Genetic testing. Sequencing POLG should be performed if Alpers-Huttenlocher syndrome is suspected. The use of gene sequencing has more importance in Alpers-Huttenlocher syndrome than in other biochemical disorders because there are no specific or sensitive biochemical markers for POLG disease. Disease-causing mutations in POLG remains the most sensitive and specific method of confirming the diagnosis of Alpers-Huttenlocher syndrome.
Electron transport chain enzymology. Depression of electron transport chain enzymatic activities in muscle and liver are not specific for Alpers-Huttenlocher syndrome and are an insensitive method of diagnosis, especially early in the course of the illness. Reports have demonstrated a variable pattern of electron transport chain defects, ranging from completely normal to single and multiple electron transport chain deficiencies (57; 17).

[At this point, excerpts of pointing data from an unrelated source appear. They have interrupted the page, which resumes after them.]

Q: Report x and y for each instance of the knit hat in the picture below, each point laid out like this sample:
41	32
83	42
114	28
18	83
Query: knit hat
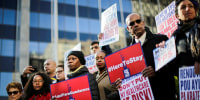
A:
195	3
78	54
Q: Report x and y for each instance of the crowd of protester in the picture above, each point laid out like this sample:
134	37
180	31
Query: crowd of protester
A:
35	84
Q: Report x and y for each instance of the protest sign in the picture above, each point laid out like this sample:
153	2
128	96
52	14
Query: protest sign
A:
189	84
125	63
164	55
166	20
136	88
76	48
109	26
91	63
71	89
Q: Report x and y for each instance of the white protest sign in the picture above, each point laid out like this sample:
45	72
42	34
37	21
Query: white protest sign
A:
109	26
164	55
76	48
91	63
166	20
136	88
189	84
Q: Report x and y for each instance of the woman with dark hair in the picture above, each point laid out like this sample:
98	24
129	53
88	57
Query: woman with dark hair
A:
14	90
187	36
106	90
76	62
37	87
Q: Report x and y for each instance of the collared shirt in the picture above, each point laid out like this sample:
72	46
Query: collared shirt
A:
141	39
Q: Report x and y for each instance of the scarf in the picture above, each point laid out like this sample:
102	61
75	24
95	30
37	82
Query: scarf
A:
193	27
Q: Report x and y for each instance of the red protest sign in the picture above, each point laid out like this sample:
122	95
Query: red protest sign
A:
136	87
71	89
125	63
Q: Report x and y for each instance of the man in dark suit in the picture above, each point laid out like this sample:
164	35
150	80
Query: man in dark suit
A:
162	82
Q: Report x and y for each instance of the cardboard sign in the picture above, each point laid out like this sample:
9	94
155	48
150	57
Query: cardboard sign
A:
162	56
125	63
189	84
71	89
166	20
91	63
136	88
109	26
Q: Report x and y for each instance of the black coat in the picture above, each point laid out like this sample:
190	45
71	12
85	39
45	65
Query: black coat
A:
93	84
183	46
162	84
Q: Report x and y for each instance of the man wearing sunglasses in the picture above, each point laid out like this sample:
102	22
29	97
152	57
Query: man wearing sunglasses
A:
162	82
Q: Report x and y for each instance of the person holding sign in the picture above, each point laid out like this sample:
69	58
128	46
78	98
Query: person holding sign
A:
37	87
76	62
95	46
106	90
60	75
14	90
162	82
187	36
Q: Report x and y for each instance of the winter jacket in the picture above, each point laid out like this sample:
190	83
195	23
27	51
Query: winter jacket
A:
93	84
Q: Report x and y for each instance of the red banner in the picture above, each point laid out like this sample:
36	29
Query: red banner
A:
73	89
125	63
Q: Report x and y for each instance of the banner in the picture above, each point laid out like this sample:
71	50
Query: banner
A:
71	89
136	87
91	63
166	20
189	84
125	63
162	56
109	26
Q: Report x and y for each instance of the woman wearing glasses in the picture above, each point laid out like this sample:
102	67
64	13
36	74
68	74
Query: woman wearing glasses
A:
37	87
14	90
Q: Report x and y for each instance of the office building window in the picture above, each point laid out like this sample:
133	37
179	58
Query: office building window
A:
9	17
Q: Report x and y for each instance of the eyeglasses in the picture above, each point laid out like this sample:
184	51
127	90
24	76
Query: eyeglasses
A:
14	92
39	81
60	71
96	47
133	22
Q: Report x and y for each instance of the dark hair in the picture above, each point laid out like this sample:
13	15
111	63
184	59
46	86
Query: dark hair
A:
78	54
14	85
94	42
103	52
29	90
62	66
195	3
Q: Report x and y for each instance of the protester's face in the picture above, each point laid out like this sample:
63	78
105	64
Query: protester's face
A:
14	94
135	25
100	60
49	66
60	75
95	48
73	62
37	82
186	10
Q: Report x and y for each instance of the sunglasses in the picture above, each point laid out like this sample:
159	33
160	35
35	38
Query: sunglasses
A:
14	92
133	22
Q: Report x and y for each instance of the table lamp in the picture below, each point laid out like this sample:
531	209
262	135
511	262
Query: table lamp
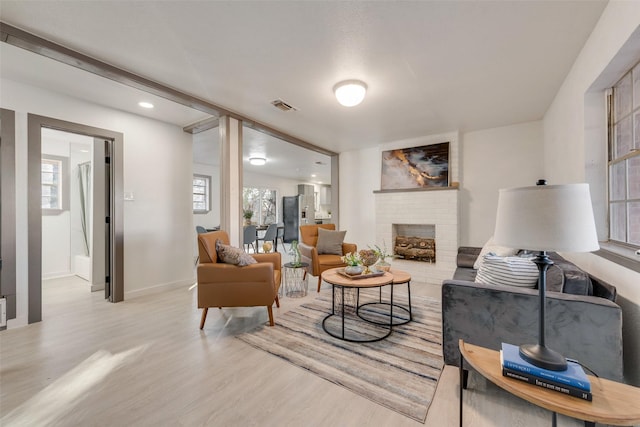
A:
545	218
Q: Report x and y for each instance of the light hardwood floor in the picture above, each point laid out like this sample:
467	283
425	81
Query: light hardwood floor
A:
145	362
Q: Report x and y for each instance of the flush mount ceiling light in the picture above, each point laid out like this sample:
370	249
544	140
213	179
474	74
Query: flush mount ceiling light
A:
350	92
257	161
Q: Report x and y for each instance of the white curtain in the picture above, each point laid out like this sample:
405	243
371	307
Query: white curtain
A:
84	178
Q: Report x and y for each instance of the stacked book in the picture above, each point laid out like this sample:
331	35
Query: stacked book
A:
572	381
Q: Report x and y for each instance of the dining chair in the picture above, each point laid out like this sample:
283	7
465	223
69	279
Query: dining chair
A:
280	236
250	236
199	230
269	236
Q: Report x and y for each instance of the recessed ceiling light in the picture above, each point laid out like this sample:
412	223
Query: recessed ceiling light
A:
257	161
350	92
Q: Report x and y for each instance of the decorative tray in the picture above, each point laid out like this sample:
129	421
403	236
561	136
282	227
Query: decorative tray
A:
374	273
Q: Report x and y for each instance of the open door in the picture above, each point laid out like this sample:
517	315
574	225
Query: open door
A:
108	249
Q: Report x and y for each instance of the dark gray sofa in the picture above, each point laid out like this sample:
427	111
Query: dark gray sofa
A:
583	322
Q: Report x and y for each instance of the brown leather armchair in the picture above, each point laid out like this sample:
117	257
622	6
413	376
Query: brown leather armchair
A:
320	262
225	285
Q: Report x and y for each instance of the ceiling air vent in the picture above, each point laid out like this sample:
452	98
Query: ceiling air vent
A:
280	104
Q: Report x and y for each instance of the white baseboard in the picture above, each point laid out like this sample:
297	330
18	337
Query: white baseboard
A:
158	288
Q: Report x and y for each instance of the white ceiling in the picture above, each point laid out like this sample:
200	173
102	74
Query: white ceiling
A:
431	66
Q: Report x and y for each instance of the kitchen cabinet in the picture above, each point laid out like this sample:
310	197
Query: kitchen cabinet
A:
325	195
307	202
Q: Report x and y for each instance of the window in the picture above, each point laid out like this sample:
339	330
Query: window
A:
54	183
201	193
262	202
624	161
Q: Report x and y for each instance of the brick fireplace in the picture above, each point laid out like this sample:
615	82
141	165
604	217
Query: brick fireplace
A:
426	213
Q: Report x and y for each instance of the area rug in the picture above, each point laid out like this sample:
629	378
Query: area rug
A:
400	372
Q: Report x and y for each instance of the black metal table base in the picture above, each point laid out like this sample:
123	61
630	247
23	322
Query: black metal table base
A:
342	335
399	322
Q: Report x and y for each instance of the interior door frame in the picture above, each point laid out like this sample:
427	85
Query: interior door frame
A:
34	137
8	212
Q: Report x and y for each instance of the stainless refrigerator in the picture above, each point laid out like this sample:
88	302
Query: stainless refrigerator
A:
292	218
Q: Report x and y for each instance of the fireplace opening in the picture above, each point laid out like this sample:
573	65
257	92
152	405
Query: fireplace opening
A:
414	241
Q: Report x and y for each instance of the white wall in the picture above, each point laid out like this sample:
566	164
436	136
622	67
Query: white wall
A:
157	169
359	173
574	151
491	159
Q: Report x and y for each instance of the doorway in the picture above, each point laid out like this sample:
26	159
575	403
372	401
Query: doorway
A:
106	226
73	183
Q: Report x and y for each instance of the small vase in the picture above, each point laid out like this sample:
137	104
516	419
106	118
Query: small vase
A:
383	266
353	270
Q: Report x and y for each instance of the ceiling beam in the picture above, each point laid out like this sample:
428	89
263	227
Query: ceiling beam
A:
25	40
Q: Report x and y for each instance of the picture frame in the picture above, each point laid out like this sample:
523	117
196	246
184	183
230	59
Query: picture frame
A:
424	167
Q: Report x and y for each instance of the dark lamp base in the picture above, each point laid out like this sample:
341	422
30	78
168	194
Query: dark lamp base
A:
542	357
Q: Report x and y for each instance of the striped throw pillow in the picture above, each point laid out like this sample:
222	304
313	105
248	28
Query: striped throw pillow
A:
512	271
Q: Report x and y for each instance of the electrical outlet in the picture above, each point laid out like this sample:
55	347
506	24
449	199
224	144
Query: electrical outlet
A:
3	312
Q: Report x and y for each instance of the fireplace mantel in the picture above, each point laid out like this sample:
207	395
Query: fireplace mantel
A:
454	186
439	208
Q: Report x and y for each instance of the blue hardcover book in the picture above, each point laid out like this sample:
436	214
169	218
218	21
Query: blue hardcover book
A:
574	374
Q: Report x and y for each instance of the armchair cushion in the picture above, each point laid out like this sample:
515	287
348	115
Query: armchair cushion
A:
495	249
330	241
512	271
235	256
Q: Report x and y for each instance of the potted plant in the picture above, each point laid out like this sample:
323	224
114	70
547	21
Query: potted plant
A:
382	257
247	214
354	263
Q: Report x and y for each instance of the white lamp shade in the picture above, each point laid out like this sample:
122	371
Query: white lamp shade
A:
350	93
546	218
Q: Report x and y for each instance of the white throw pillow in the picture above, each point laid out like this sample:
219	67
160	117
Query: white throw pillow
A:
490	247
512	271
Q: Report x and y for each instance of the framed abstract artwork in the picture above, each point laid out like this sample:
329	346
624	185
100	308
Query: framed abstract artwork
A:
417	167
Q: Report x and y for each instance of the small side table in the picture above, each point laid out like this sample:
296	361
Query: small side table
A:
295	280
613	403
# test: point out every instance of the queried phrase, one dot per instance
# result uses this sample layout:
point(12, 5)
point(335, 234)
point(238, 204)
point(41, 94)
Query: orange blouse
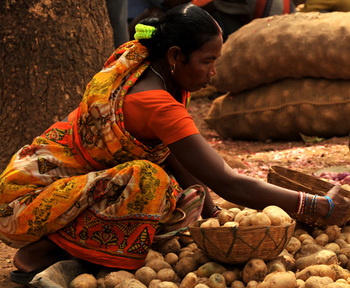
point(155, 115)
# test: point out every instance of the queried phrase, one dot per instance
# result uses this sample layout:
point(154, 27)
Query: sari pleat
point(89, 185)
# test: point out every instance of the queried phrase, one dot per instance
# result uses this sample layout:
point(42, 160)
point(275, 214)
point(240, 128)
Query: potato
point(210, 268)
point(186, 254)
point(231, 224)
point(153, 255)
point(345, 229)
point(203, 280)
point(84, 280)
point(210, 223)
point(235, 210)
point(321, 270)
point(166, 274)
point(337, 285)
point(217, 280)
point(333, 232)
point(306, 236)
point(345, 236)
point(322, 239)
point(245, 213)
point(254, 269)
point(145, 275)
point(154, 283)
point(300, 283)
point(342, 243)
point(279, 280)
point(171, 258)
point(321, 257)
point(260, 219)
point(201, 257)
point(306, 250)
point(237, 284)
point(157, 264)
point(230, 276)
point(298, 232)
point(185, 266)
point(317, 281)
point(114, 278)
point(193, 247)
point(293, 245)
point(189, 281)
point(277, 215)
point(185, 239)
point(343, 260)
point(252, 284)
point(171, 245)
point(131, 283)
point(334, 247)
point(225, 216)
point(166, 284)
point(317, 232)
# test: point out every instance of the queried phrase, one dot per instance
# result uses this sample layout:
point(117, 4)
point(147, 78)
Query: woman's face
point(197, 72)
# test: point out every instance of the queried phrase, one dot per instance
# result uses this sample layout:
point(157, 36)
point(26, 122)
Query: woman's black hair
point(186, 26)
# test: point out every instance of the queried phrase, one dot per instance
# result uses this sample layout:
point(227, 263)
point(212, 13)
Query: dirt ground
point(250, 158)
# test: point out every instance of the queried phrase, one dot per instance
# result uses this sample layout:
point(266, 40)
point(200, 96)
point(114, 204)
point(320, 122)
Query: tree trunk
point(49, 51)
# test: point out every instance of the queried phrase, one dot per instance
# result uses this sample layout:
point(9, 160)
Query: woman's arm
point(186, 179)
point(198, 157)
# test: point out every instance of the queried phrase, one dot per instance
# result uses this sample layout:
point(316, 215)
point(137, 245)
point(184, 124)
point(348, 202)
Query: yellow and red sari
point(90, 186)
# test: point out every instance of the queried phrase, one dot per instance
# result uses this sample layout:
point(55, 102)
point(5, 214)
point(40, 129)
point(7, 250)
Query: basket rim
point(243, 228)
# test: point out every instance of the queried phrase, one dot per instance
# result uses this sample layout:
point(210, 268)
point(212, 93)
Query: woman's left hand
point(341, 213)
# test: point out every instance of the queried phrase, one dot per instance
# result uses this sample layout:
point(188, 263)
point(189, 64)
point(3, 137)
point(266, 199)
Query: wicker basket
point(235, 245)
point(298, 181)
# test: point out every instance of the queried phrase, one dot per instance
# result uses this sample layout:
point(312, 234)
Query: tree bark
point(49, 51)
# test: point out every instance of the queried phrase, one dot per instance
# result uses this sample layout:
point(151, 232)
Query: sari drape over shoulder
point(89, 185)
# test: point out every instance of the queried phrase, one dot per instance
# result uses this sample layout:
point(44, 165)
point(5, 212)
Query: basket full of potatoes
point(236, 235)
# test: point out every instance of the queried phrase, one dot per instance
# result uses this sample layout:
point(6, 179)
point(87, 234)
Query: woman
point(101, 184)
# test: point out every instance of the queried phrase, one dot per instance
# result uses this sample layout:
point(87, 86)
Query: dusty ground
point(250, 158)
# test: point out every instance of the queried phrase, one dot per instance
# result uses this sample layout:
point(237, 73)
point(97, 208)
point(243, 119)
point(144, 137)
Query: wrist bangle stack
point(216, 210)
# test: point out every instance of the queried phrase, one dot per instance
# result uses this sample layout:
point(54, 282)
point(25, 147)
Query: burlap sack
point(282, 110)
point(287, 46)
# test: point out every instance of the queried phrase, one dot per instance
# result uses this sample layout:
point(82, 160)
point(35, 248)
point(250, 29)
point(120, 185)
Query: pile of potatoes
point(235, 217)
point(312, 258)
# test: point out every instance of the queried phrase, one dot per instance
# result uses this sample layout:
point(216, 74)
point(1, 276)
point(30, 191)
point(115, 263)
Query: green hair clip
point(143, 31)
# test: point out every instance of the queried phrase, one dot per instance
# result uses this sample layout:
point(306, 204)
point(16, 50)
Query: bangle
point(216, 212)
point(331, 207)
point(312, 207)
point(306, 199)
point(301, 202)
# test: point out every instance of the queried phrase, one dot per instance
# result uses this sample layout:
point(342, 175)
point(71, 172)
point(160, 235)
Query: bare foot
point(41, 253)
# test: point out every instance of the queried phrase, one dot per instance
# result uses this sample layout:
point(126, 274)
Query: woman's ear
point(174, 55)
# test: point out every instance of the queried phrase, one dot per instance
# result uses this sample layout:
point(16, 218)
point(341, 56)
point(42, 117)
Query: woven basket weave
point(298, 181)
point(235, 245)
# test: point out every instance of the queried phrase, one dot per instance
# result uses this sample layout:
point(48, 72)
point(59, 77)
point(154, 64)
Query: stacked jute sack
point(285, 75)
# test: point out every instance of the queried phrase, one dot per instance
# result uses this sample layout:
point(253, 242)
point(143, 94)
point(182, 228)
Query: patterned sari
point(89, 185)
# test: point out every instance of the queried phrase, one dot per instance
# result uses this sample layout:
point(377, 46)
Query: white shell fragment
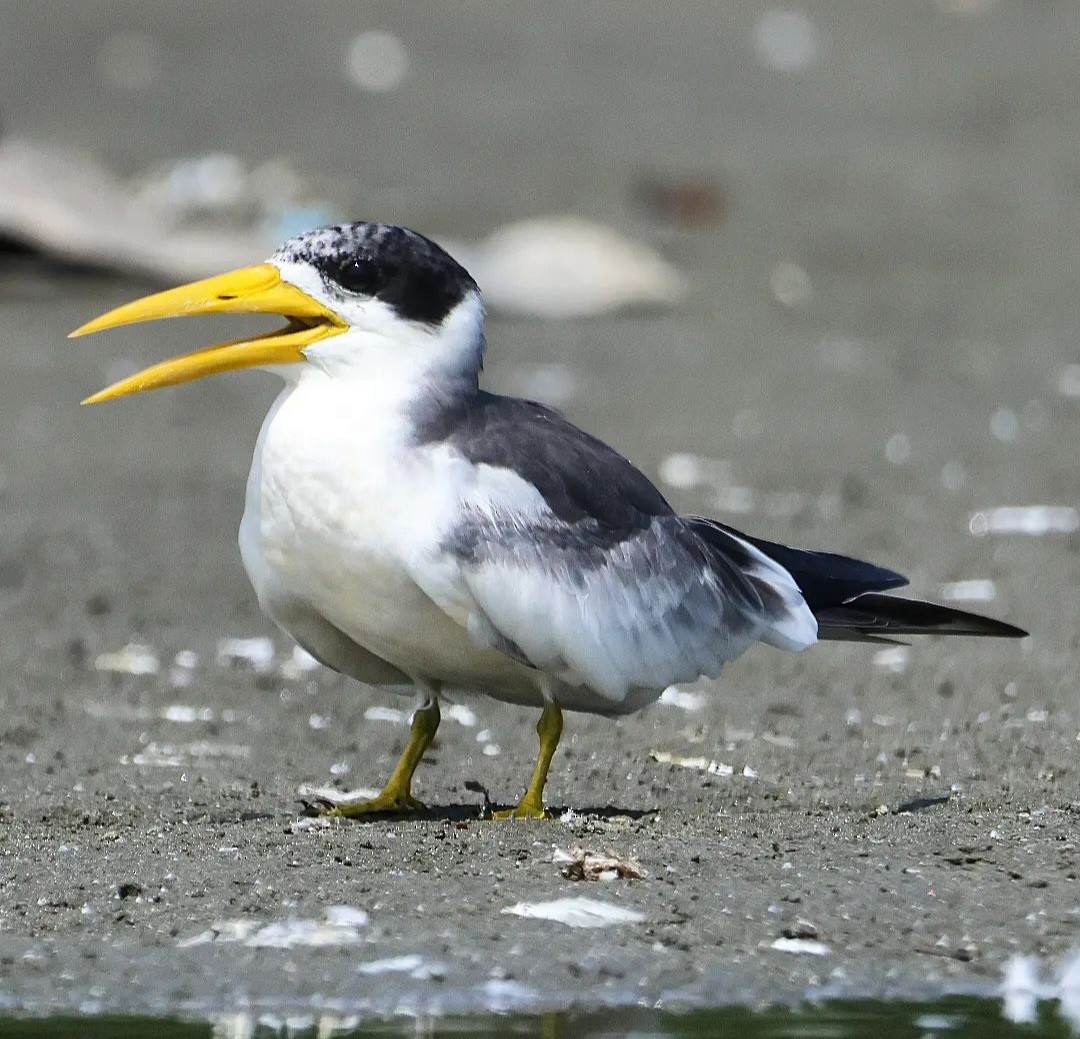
point(256, 652)
point(134, 659)
point(377, 62)
point(673, 697)
point(1029, 520)
point(340, 926)
point(585, 864)
point(701, 764)
point(563, 267)
point(894, 659)
point(580, 913)
point(804, 945)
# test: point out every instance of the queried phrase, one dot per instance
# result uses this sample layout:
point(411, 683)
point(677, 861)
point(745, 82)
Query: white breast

The variability of electron transport chain complex enzyme activity is likely related to the stage of disease and the tissue tested. As the disease progresses, abnormal electron transport chain enzyme deficiencies become more pronounced, as the catalytic subunits of the various complexes encoded by mtDNA are either not produced or have abnormal protein function. Although electron transport chain enzymology may be abnormal, the lack of sensitivity and specificity suggests electron transport chain activity should not be used to screen or diagnose Alpers-Huttenlocher syndrome.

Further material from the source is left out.